The structure of this two-hour mix is four 30-minute sections, each of which is started by a piece by Dick Mills, one of the composers who worked at the BBC Radiophonic Workshop; each of the pieces featured here are inspired by astronomical phenomena. Section one is mostly about establishing the tone of the overall mix, focusing on a number of tracks that act via wave-like swells or soft pulses (Bass CommunionBreaking, Venetian Snares, Hecq, Alva Noto) – there’s something intrinsically restful about this kind of behaviour – alongside more mellifluous or amorphous music (Bernat Vivancos, Jonathan Coleclough, Brian Eno).
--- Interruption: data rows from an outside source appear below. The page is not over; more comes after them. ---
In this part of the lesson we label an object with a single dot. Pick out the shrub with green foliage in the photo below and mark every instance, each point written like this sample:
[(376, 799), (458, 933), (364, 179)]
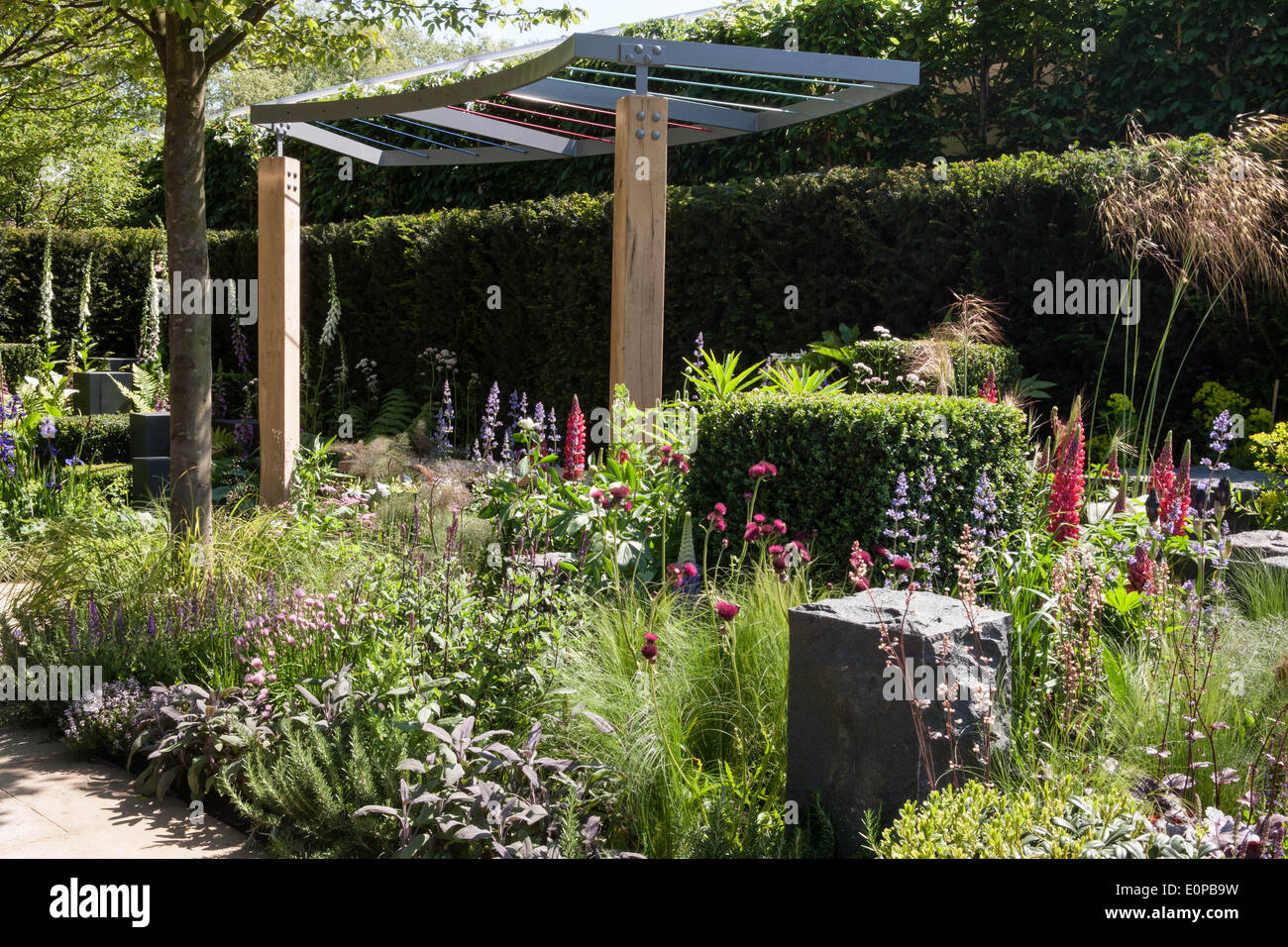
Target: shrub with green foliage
[(112, 482), (861, 245), (94, 438), (304, 789), (1050, 821), (838, 459), (18, 360), (890, 360)]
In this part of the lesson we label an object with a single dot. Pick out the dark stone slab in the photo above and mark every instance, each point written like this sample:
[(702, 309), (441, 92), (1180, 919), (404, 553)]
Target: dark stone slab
[(850, 728), (150, 480), (95, 394), (150, 433)]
Section two tilts the mix into darker territory, passing through hauntology (The Caretaker), ominous noir (Angelo Badalamenti & David Lynch), convoluted field recordings (Christopher McFall) and edgy dark ambience (Ektoise, Aphex Twin).

Section three is the most variegated and, in the best sense of the word, inscrutable, encompassing blank fields of reverberant electronics (Error Genético), slowly shifting, somewhat impenetrable clouds of pitch formations (Kenneth Kirschner, Benjamin Dauer), intense meditations, one long, one short (Mirjam Tally, Nicolas Obouhow) and acousmatic sound-theatre (Kreng). Section four initially takes the mix through its most broken-up textures yet, from both experimental electronic and doomjazz perspectives (Andrew Liles, The Thing With Five Eyes) before bringing it back to stability and calm, through a series of more peaceful ambient-esque pieces (Simon Cummings, Fovea Hex, Ochre). i’ve concluded with a second track by The Caretaker, one that i’ve listened to countless times just before settling down for sleep, bringing the mix to a decidedly poignant end.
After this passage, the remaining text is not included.